Impact of read and write operations on NoSQL
                                schema design: First insights
                                André Conrad1,* , Uta Störl1
                                1
                                    University of Hagen, Universitätsstraße 47, 58097 Hagen, Germany


                                                                         Abstract
                                                                         Document stores like MongoDB are among the most popular NoSQL data stores. Due to the nested
                                                                         document structure and possible redundancy, a large amount of alternative modeling possibilities arise
                                                                         in contrast to relational data stores, even for simple applications. Therefore, designing an optimal
                                                                         schema is a complex task. In [1] we presented a visionary approach to automatic schema migration and
                                                                         optimization for migrating relational data stores to various NoSQL stores. This is essentially based on
                                                                         an in-depth data and workload analysis. A big challenge, however, is to find the optimal compromise
                                                                         between read and write optimization. In this paper, we show the impact of different workload profiles
                                                                         (mix of read and write operations) on the schema design using initial measurements. This illustrates the
                                                                         fundamental need to consider realistic workload profiles in the schema design and optimization process.

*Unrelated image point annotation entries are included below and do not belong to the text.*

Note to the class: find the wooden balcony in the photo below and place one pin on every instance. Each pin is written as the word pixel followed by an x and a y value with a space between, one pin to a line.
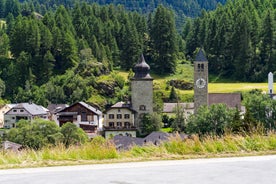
pixel 120 128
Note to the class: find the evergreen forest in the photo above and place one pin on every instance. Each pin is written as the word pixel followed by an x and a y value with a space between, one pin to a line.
pixel 66 51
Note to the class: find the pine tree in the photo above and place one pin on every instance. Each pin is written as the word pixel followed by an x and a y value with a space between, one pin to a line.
pixel 163 34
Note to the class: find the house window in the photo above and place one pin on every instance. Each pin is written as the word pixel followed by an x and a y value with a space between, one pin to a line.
pixel 83 116
pixel 142 107
pixel 198 67
pixel 111 116
pixel 90 118
pixel 127 116
pixel 127 124
pixel 119 116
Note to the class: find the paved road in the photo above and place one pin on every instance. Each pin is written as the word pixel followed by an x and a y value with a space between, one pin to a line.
pixel 246 170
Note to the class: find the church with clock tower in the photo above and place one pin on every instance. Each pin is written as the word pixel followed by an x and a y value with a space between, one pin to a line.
pixel 200 80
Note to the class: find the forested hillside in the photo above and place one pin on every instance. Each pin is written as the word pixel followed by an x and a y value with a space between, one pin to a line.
pixel 68 53
pixel 239 39
pixel 60 57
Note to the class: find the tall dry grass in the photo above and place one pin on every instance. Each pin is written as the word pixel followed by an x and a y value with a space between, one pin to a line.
pixel 100 149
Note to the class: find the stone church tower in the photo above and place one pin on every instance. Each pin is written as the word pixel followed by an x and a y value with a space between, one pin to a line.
pixel 200 80
pixel 141 91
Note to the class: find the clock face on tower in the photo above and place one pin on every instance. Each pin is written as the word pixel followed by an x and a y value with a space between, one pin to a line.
pixel 200 83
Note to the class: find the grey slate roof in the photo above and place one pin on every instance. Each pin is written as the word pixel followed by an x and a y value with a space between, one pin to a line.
pixel 96 111
pixel 232 100
pixel 201 56
pixel 54 108
pixel 120 105
pixel 170 107
pixel 32 108
pixel 141 69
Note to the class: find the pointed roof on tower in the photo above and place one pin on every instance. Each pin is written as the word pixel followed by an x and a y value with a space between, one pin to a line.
pixel 141 69
pixel 201 56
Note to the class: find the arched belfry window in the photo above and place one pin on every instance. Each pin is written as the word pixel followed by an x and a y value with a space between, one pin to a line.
pixel 198 67
pixel 142 108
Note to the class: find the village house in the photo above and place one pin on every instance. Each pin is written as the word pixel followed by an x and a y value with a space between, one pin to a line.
pixel 83 115
pixel 3 110
pixel 169 108
pixel 54 109
pixel 26 111
pixel 119 120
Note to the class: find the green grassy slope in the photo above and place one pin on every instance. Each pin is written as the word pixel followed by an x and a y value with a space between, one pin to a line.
pixel 185 72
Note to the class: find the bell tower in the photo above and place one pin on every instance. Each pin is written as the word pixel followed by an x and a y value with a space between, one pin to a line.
pixel 200 80
pixel 141 91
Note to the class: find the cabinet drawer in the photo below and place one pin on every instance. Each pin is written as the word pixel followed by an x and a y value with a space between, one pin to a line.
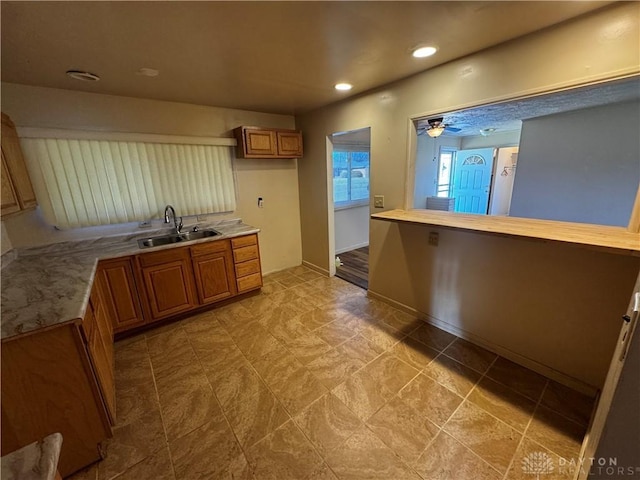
pixel 245 253
pixel 249 282
pixel 163 256
pixel 244 241
pixel 210 247
pixel 247 268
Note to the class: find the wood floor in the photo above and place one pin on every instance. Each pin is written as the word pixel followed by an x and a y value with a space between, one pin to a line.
pixel 355 268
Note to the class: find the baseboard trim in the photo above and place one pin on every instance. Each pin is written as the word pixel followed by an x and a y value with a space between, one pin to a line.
pixel 352 247
pixel 540 368
pixel 316 268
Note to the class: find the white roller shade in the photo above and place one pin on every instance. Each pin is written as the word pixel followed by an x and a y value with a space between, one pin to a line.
pixel 81 183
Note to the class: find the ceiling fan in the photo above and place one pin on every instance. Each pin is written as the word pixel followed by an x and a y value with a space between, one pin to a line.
pixel 435 127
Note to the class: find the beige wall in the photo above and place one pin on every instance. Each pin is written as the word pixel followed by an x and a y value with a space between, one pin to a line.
pixel 524 315
pixel 274 181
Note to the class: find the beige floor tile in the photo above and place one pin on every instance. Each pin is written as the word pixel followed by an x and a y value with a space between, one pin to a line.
pixel 470 355
pixel 276 366
pixel 448 459
pixel 453 375
pixel 403 429
pixel 256 417
pixel 236 386
pixel 298 390
pixel 284 454
pixel 413 352
pixel 186 412
pixel 335 333
pixel 327 422
pixel 365 457
pixel 210 451
pixel 382 335
pixel 360 349
pixel 557 433
pixel 323 472
pixel 332 368
pixel 157 466
pixel 319 317
pixel 494 441
pixel 524 381
pixel 532 460
pixel 258 344
pixel 432 336
pixel 504 403
pixel 391 372
pixel 568 402
pixel 131 444
pixel 428 397
pixel 362 394
pixel 308 347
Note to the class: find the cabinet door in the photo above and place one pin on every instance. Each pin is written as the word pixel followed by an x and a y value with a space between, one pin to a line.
pixel 16 166
pixel 9 198
pixel 168 282
pixel 260 142
pixel 120 293
pixel 289 144
pixel 100 346
pixel 214 272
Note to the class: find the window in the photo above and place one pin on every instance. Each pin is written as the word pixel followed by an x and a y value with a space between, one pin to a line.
pixel 82 183
pixel 445 168
pixel 350 176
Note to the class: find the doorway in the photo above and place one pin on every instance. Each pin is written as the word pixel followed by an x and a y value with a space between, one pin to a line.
pixel 350 160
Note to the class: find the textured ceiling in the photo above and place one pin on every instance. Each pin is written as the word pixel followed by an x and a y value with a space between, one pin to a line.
pixel 279 57
pixel 508 116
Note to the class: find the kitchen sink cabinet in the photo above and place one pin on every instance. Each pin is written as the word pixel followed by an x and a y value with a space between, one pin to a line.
pixel 213 269
pixel 256 142
pixel 120 293
pixel 17 191
pixel 167 282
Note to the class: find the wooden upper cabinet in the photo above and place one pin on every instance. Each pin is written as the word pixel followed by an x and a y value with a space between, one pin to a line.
pixel 17 191
pixel 120 293
pixel 168 282
pixel 256 142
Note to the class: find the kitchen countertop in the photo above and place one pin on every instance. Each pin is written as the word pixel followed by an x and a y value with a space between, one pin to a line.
pixel 51 284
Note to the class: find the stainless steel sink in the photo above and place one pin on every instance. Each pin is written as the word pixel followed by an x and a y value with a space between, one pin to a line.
pixel 176 238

                                                                         Keywords
                                                                         Document Store, NoSQL Schema Design, Database Benchmark, Optimization


                                1. Introduction
                                NoSQL data stores such as MongoDB are gaining in popularity. However, designing a suitable
                                schema is a major challenge due to the large number of modeling alternatives, which is often
                                based on a trial and error approach. Thus, there are several works that address automatic
                                schema optimization and design, respectively [1, 2, 3, 4].
                                  For the evaluation of automatically generated, but also manually created schemas, it is
                                therefore absolutely necessary to use realistic workload profiles in order to be able to estimate
                                the behavior in a productive environment.
                                  Contribution: First measurements showing the different behavior of realistic workload profiles
                                compared to single execution (one by one) of queries.
                                This paper is organized as follows: Section 2 presents work discussing the evaluation of different
                                schema modeling and optimization approaches. Section 3 describes the environment and the
                                results of our first measurements. Section 4 provides the conclusion as well as an outlook to
                                our future work.


                                ER2023: Companion Proceedings of the 42nd International Conference on Conceptual Modeling: ER Forum, 7th SCME,
                                Project Exhibitions, Posters and Demos, and Doctoral Consortium, November 06–09, 2023, Lisbon, Portugal
                                *
                                  Corresponding author.
                                " andre.conrad@fernuni-hagen.de (A. Conrad); uta.stoerl@fernuni-hagen.de (U. Störl)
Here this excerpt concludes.